Day-Lewis grew up in Greenwich in southeast London, holds both British and Irish passports, and has long had a home in Wicklow, Ireland. (He was knighted by the Duke of Cambridge in 2014.) He is married to writer-director Rebecca Miller, daughter of American playwright Arthur Miller, and has three children.

His stage career ended decades ago “when during his performance of Hamlet he walked off the stage claiming to have seen an apparition of his father, the late poet laureate of England Cecil Day-Lewis,” Burhan Wazir wrote in the Guardian.

His film releasing in December will be his first movie appearance in five years.

“I have a slow rhythm,” he told the BBC, acknowledging that he does seem to “disappear” from time to time.

But, he contends that these breaks, these escapes from the public eye, are what allow him to dive in so deeply to his work.

“What I’m doing is reengaging with life,” he said.

In his acceptance speech for his 2013 Academy Award win, Day-Lewis thanked his wife for having lived with “some very strange men” he had personified over the years.

“They were strange as individuals and probably even stranger if taken as a group,” said the actor who, despite always playing serious roles, exudes an upbeat, down-to-earth temperament in interviews — as long as he is not in character.

Speaking to reporters after his win, Day-Lewis joked that he was “definitely out of character at this moment,” the Telegraph reported.

“If I slip back into it by mistake, you can do an intervention of some kind, the Heimlich maneuver or whatever it is you do for actors stuck in character.”

So perhaps that is what’s in store for Day-Lewis, a seemingly permanent escape from a limelight he never truly felt comfortable in. Some of his fans joked there might be other motives involved.

“What if Daniel Day-Lewis announced that he is retiring from acting as research for a role where he plays an actor who retires from acting,” one person wrote.

“Nobody is happier about Daniel Day-Lewis’s retirement than his wife. You try living with a guy who’s pretending to be Romanian for 8 months,” said another.

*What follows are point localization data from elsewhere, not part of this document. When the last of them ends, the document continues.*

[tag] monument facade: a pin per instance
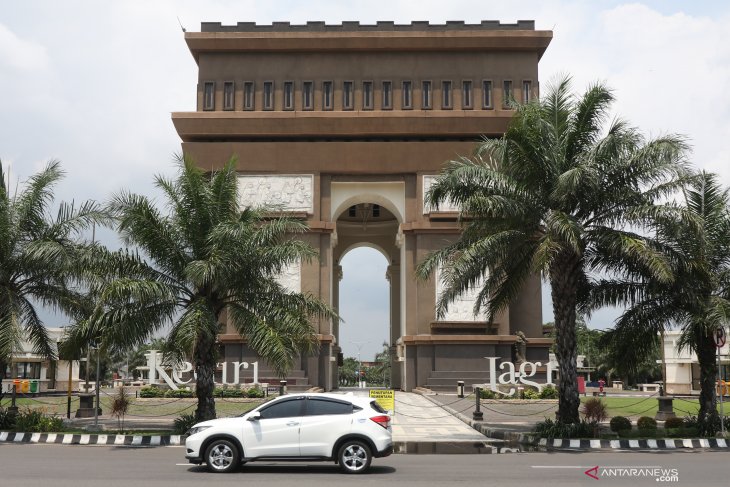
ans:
(346, 126)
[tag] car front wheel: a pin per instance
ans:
(354, 457)
(222, 456)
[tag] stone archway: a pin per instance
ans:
(370, 214)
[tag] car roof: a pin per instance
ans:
(349, 397)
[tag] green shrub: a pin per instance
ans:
(620, 423)
(549, 392)
(594, 410)
(487, 394)
(151, 392)
(709, 427)
(255, 392)
(35, 421)
(531, 394)
(674, 423)
(182, 424)
(556, 429)
(179, 393)
(226, 392)
(646, 423)
(7, 419)
(120, 407)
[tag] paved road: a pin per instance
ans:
(81, 466)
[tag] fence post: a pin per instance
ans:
(477, 414)
(13, 409)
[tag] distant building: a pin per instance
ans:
(346, 127)
(50, 375)
(683, 368)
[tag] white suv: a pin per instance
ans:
(348, 429)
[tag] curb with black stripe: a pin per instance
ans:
(659, 444)
(622, 444)
(91, 439)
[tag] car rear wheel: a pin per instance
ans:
(354, 457)
(222, 456)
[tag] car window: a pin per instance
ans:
(316, 407)
(284, 409)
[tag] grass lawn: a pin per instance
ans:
(147, 408)
(647, 406)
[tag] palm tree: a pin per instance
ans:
(554, 196)
(206, 262)
(697, 300)
(36, 250)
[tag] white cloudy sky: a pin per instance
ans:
(93, 83)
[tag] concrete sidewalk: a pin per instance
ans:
(422, 426)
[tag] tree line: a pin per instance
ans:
(605, 215)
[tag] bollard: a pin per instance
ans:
(477, 414)
(13, 409)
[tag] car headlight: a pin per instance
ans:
(196, 429)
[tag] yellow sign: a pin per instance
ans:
(384, 397)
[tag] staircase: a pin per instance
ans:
(445, 380)
(296, 380)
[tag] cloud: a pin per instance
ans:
(19, 54)
(95, 88)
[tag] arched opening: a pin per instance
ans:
(366, 292)
(364, 334)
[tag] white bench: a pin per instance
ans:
(649, 387)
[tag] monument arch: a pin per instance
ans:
(290, 101)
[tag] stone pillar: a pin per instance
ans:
(334, 376)
(393, 277)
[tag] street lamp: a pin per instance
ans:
(359, 346)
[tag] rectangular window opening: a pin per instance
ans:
(487, 94)
(407, 95)
(347, 98)
(288, 95)
(526, 91)
(268, 95)
(327, 95)
(248, 95)
(307, 95)
(507, 95)
(387, 95)
(209, 95)
(466, 95)
(228, 92)
(426, 95)
(367, 95)
(446, 101)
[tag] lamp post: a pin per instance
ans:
(98, 383)
(359, 346)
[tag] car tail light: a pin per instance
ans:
(383, 420)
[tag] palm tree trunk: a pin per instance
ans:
(205, 364)
(564, 281)
(707, 357)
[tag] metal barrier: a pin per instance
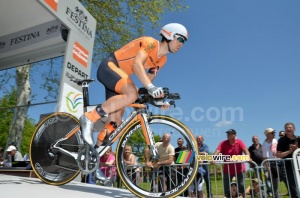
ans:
(274, 178)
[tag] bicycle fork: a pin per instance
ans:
(148, 134)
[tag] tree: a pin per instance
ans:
(117, 23)
(7, 104)
(120, 21)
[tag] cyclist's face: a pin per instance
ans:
(176, 43)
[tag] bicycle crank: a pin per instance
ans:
(88, 159)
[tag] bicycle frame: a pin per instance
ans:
(139, 113)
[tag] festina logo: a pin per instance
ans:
(52, 29)
(25, 37)
(80, 19)
(2, 44)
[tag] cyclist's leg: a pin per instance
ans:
(115, 117)
(152, 185)
(115, 79)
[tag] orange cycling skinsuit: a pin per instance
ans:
(115, 70)
(144, 53)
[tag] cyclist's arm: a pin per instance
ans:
(151, 77)
(146, 154)
(139, 70)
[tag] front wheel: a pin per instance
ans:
(168, 181)
(51, 165)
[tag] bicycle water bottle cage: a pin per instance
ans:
(82, 81)
(88, 159)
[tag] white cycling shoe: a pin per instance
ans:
(87, 129)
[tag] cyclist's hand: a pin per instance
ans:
(155, 92)
(149, 164)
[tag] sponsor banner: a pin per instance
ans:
(32, 38)
(72, 101)
(73, 15)
(79, 49)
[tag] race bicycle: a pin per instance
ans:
(58, 152)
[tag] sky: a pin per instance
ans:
(239, 69)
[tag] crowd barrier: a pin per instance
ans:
(274, 177)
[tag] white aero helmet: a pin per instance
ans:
(171, 29)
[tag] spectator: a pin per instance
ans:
(233, 146)
(181, 170)
(255, 151)
(269, 152)
(282, 174)
(233, 192)
(285, 149)
(166, 154)
(254, 190)
(107, 166)
(203, 150)
(200, 183)
(129, 159)
(14, 154)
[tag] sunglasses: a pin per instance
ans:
(180, 39)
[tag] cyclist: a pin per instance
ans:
(144, 53)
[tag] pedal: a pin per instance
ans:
(88, 159)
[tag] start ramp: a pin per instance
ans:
(35, 30)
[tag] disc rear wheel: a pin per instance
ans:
(52, 165)
(169, 180)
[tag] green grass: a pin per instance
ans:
(217, 188)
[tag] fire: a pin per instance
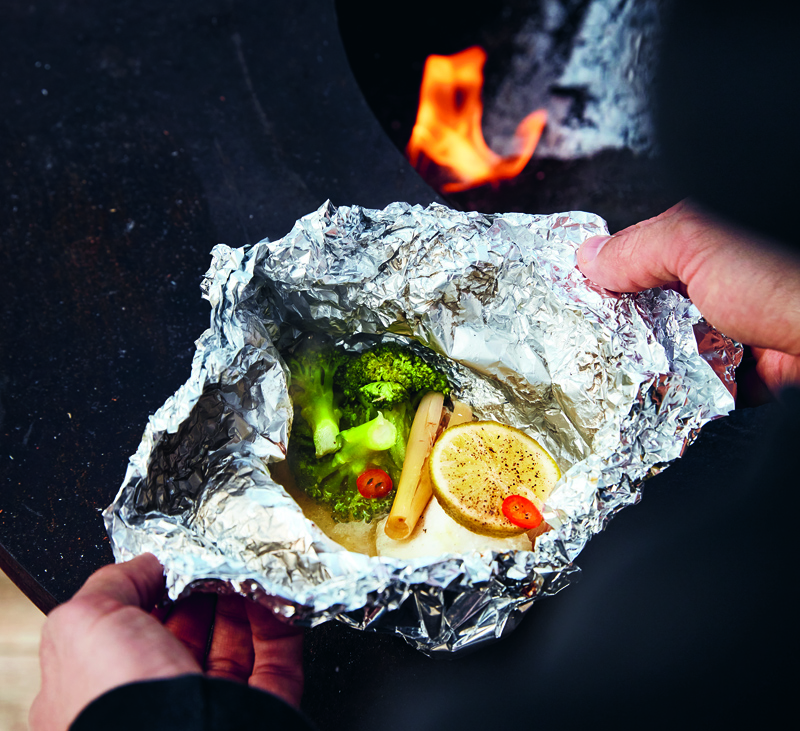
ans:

His hiatus is not entirely surprising. When it came to public appearances there was an innate comfort for Day-Lewis to express himself through a character, through “these other vessels in a way that we can’t in ourselves,” he told the BBC.

And although he found great joy in his work, Day-Lewis never quite enjoyed the film industry anyway.

“I know this is part of what we have to do. But I really have to be forced,” he told the Guardian in 2002.

And when the movie is over, he said, “I have done my part.”

“And once I’m finished, I always feel a little empty inside.”

And this week, for his fans, that same feeling — of emptiness, of loss — rang true.